Nos encontraremos con referencias a la filosofía presocrática, muy en particular a la figura de Heráclito. Al estoicismo romano (Epicteto, Marco Aurelio, etcétera), los mejores herederos de lo que el pensamiento griego tuvo de “filosofía de vida”. Haremos alusión a pensadores que nos son más cercanos en el tiempo y que, dentro de la historia de la filosofía, han sido, en mayor o menor grado, emergencias de la sabiduría perenne, como Ralph W. Emerson, Søren Kierkegaard, Friedrich Nietzsche, Simone Weil, etcétera.

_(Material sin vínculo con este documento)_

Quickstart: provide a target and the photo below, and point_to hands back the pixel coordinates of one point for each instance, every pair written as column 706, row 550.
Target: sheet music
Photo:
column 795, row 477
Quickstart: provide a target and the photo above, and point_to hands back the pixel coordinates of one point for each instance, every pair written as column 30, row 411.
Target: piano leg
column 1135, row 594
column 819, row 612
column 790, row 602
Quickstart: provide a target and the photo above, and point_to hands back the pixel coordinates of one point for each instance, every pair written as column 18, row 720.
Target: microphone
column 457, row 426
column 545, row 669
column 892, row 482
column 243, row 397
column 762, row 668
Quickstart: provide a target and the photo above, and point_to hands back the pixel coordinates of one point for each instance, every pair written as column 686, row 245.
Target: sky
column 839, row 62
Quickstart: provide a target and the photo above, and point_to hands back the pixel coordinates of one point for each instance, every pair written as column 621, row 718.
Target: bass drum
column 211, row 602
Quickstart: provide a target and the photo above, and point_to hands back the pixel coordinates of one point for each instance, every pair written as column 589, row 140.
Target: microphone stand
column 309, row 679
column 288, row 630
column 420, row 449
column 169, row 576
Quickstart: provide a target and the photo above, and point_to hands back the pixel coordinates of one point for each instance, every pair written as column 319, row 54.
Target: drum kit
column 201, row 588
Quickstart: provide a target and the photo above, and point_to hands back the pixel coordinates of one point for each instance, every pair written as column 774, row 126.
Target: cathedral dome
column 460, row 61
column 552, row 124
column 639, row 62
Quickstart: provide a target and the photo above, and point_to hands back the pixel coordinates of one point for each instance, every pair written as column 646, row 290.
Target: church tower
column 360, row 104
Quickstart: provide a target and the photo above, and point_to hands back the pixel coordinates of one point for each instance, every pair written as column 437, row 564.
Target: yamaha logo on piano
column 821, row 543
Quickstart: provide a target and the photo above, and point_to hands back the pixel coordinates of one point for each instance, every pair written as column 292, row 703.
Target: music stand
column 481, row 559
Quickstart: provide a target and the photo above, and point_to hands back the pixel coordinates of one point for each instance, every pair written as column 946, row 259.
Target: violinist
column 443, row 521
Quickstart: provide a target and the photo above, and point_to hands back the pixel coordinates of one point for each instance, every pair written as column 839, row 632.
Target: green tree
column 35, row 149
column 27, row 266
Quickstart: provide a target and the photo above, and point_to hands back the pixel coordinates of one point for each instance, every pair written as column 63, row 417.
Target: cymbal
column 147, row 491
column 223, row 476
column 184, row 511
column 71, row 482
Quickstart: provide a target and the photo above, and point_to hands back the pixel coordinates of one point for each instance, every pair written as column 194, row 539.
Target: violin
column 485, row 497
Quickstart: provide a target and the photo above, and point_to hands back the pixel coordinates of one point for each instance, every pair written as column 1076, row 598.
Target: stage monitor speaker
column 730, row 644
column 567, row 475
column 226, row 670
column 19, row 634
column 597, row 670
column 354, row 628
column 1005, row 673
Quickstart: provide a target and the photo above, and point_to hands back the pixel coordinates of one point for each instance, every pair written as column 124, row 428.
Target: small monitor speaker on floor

A “sabios” contemporáneos que no han sido filósofos, como Jiddu Krishnamurti o Albert Einstein. A la denominada “mística especulativa” occidental, representada en la figura del Maestro Eckhart. Al pensamiento taoísta: Lao Tsé y Chuang Tzu. Al hermetismo, de cuyas supuestas fuentes mistéricas egipcias bebieron muchos filósofos y sabios griegos. Al pensamiento índico, en concreto, a las Upanishad y a una de las tradiciones de sabiduría en ellas inspirada: el Vedanta Advaita o Vedanta de la no-dualidad (cuyo iniciador fue Shamkara y cuyos principales representantes contemporáneos han sido Ramana Maharshi y Nisargadatta Maharaj). Al budismo Zen, y muy en particular a un breve texto, el Sin-sin-ming, que es una interesante confluencia del pensamiento budista con el no-dualismo índico y con el taoísmo. Etcétera.

En todos estos pensadores y enseñanzas, más allá de las disparidades individuales, culturales, geográficas y temporales, late un mismo espíritu, un mismo tipo de vigor del que carecen las meras explicaciones teóricas, que es propio de todo aquello que es un cauce de la fuerza transformadora y liberadora de la realidad, de la verdad viva. Todos ellos son una provocación, un desafío: ejemplos privilegiados de la altura real que podemos alcanzar, de la riqueza –habitualmente desconocida– de nuestro potencial. Nos enseñan que la lucidez, la plenitud y el gozo sereno, como estados estables, no son una ilusión, sino nuestra naturaleza profunda: nuestra herencia y nuestro destino.